Teacher forcing

The repository implements STF and GTF. These can be configured via three parameters:

dim_forcing (int, default=latent_dim): The number of units of the latent space which are forced.

note

The forcing dimension doubles as the bottleneck dimension of the VAE, meaning that the encoder projects to a dim_forcing dimensional space and that the decoder only uses the dim_forcing units to generate the observations.

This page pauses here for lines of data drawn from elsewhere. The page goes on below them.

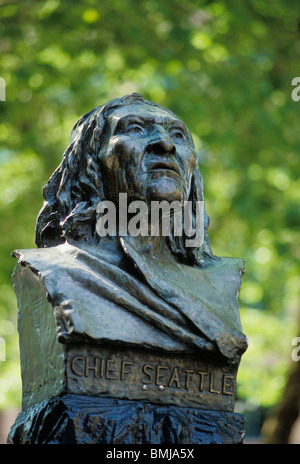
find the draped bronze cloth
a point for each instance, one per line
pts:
(116, 292)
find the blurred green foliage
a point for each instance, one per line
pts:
(225, 67)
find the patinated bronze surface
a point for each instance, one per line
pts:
(138, 318)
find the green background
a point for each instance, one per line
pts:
(226, 69)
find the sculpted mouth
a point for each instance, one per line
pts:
(164, 166)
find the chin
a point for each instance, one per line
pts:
(164, 189)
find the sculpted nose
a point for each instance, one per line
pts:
(161, 142)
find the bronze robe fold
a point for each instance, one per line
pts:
(115, 293)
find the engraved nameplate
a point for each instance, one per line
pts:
(157, 378)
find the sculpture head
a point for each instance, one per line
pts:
(128, 145)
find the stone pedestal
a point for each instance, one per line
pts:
(84, 391)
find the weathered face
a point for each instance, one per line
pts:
(149, 154)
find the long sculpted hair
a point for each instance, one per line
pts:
(76, 187)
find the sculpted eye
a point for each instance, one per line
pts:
(177, 134)
(134, 128)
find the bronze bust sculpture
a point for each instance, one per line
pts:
(124, 291)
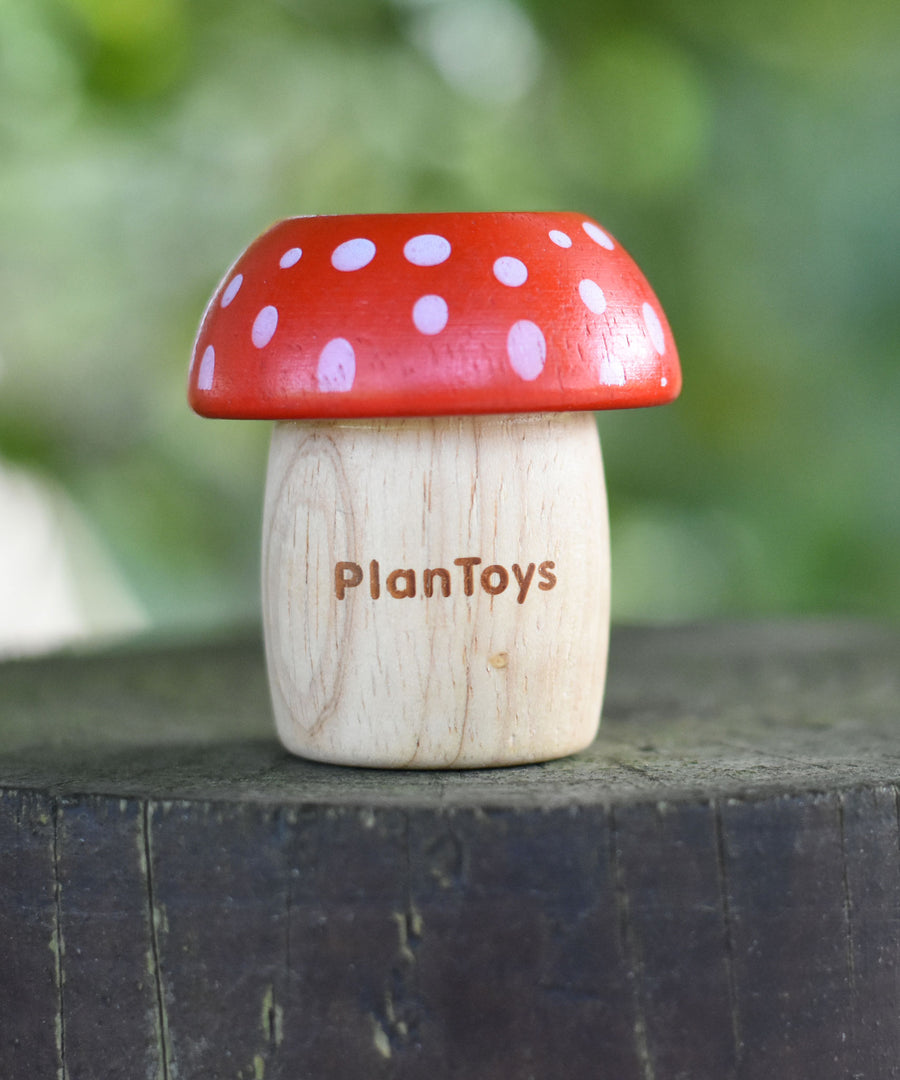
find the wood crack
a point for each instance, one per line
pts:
(634, 961)
(726, 923)
(58, 950)
(153, 956)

Due to this the terms "forced units" and "observed units" are used interchangeably throughout the documentation.

tip

It is advised to set the forcing dimension smaller than the latent dimension. This has a dual purpose. On the one hand it ensures that gradients propagate through the non-forced part of the latent space even if teacher forcing cuts off gradients of the forced units. On the other hand it give the model the opportunity to use the additional, non-observed states to implement necessary calculations.

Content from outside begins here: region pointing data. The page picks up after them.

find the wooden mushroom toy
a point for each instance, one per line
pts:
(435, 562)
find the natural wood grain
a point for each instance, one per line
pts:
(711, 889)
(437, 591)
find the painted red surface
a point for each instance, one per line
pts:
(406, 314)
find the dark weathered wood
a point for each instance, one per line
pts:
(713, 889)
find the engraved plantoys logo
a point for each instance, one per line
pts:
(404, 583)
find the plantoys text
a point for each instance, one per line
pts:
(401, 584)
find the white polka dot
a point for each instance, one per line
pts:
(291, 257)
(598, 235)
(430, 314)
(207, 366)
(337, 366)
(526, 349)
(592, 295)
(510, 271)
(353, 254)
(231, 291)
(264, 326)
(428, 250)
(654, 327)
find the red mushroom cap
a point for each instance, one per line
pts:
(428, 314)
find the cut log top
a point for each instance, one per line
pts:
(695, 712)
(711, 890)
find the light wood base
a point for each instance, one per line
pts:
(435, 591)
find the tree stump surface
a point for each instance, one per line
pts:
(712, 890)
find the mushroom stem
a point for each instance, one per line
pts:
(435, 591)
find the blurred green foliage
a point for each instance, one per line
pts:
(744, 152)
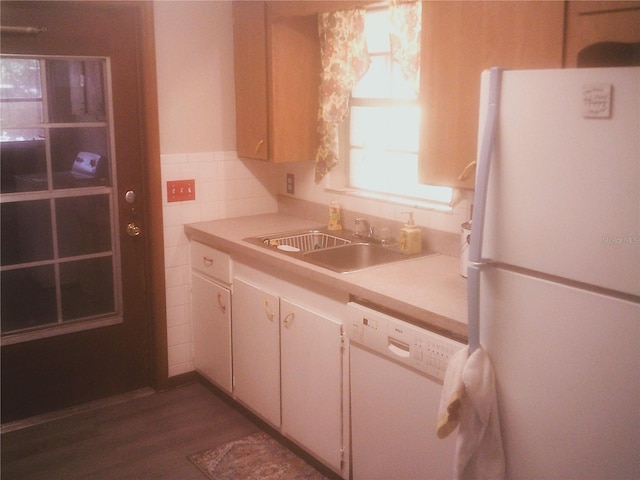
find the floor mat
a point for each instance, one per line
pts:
(255, 457)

n_interleave (int, default=1): The $\tau$ parameter of STF, the interval between two forcings.
alpha_gtf (float, default=1): The $\alpha$ parameter of GTF, the ratio of the teacher forcing signal mixed into the state. alpha_gtf should be chosen to be between 0 and 1. Note that alpha_gtf is part of the value_scheduler construct, which allows for the scheduling of the parameter over the course of the training process. For details on this please refer to related documentation.

note

Technically it is possible to set n_interleave != 1 and alpha_gtf != 1, making it a mixture of STF and GTF. This has not been tested and might lead to unexpected behavior.